Ian Matthews elaborates on why more data is not necessarily better than less in this article published in the Computer Business Review:

Businesses are waking up to the concept of “data capital”: that the information they hold is one of the most important determinants of their future success. Many, however, still labour under the delusion that more data means more value, as if each megabyte added to their bottom line. Wise organisations know that information has no intrinsic worth. Instead, it’s what each unit of data can do for you that makes it valuable – or, to paraphrase Ms Kondo: “Does your data spark joy?”

Too often, the answer is a resounding “no”. McKinsey found that businesses typically “leak” about 90 per cent of the potential value that analytics ought to deliver. The most important element of any analytics programme is taking the right actions from the insight provided. Data is obviously one of the key inputs to get the right insights and make good decisions. But businesses cannot ignore the importance of taking the right action from this insight and articulating the right use case and desired outcome to direct that action. It’s easy then to see that true insight is not about data volume, but having the right data to make informed decisions.

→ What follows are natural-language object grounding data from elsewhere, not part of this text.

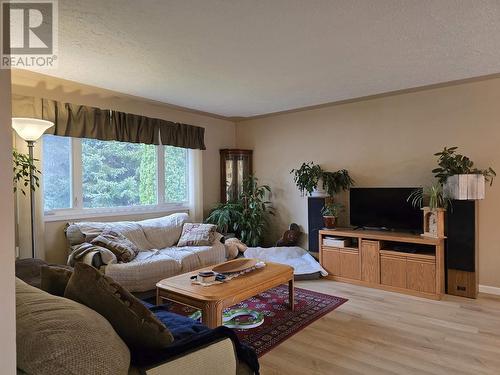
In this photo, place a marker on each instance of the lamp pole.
(31, 145)
(30, 129)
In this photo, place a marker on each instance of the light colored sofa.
(159, 257)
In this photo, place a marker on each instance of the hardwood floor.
(378, 332)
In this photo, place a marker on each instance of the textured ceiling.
(251, 57)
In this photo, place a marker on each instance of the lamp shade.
(30, 129)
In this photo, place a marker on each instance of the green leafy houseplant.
(330, 212)
(332, 209)
(451, 163)
(254, 217)
(307, 177)
(226, 217)
(21, 172)
(335, 182)
(248, 216)
(432, 196)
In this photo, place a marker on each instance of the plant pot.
(329, 221)
(319, 191)
(465, 186)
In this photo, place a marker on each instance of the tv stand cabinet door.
(393, 271)
(370, 261)
(349, 264)
(421, 276)
(331, 261)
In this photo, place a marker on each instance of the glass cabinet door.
(236, 165)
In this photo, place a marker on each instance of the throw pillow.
(133, 322)
(197, 235)
(123, 248)
(57, 336)
(55, 278)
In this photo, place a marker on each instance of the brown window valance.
(79, 121)
(182, 135)
(135, 128)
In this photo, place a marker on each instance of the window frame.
(77, 211)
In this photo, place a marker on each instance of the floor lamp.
(30, 129)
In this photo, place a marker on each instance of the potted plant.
(247, 217)
(312, 180)
(308, 179)
(226, 217)
(436, 202)
(330, 212)
(459, 176)
(335, 182)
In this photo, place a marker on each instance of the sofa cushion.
(29, 270)
(78, 233)
(57, 336)
(55, 278)
(164, 231)
(193, 257)
(142, 273)
(190, 336)
(124, 249)
(135, 324)
(197, 235)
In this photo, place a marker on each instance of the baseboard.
(489, 290)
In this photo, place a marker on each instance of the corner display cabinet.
(235, 166)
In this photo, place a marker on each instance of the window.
(82, 175)
(56, 172)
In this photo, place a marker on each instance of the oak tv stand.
(382, 259)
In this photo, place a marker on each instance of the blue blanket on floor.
(188, 335)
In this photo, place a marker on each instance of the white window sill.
(91, 213)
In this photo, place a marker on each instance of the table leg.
(212, 314)
(158, 298)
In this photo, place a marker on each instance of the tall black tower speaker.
(314, 221)
(461, 252)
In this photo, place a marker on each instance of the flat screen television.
(384, 208)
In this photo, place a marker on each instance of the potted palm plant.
(248, 216)
(312, 180)
(459, 176)
(308, 179)
(433, 200)
(330, 212)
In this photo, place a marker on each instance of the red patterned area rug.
(280, 322)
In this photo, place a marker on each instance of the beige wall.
(219, 133)
(388, 141)
(7, 286)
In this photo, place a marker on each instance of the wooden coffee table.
(212, 300)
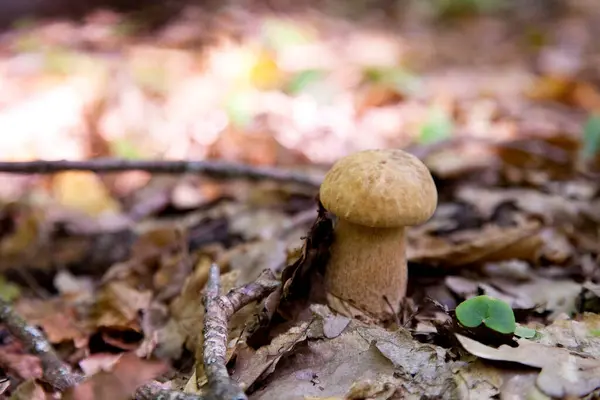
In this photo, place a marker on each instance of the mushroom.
(374, 194)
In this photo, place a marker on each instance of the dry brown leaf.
(580, 335)
(127, 374)
(492, 243)
(59, 320)
(118, 305)
(478, 381)
(83, 191)
(562, 372)
(95, 363)
(363, 359)
(24, 366)
(29, 390)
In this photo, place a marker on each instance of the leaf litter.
(112, 267)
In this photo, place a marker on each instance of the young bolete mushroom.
(374, 194)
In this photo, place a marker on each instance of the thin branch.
(215, 169)
(58, 374)
(153, 391)
(219, 310)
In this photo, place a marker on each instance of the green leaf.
(397, 78)
(300, 81)
(494, 313)
(591, 137)
(8, 290)
(525, 332)
(437, 127)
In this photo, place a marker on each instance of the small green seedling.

Gathering data is easy, but too much or the wrong sort of data can have grievous effects on an organisation’s ability to extract value. Like the hoarder whose house is cluttered with items “just in case they’re useful”, businesses risk piling up unnecessary information in various siloes, creating impenetrable data swamps and potentially damaging data protection risks – not to mention the cost of storing the stuff.

Businesses should therefore beware of analytics vendors whose whole pitch is based on pulling together data from an almost infinite number of sources, as if this were a goal in itself. As we’ve seen, this approach more often than not results in negative ROI while creating little or no useful insight.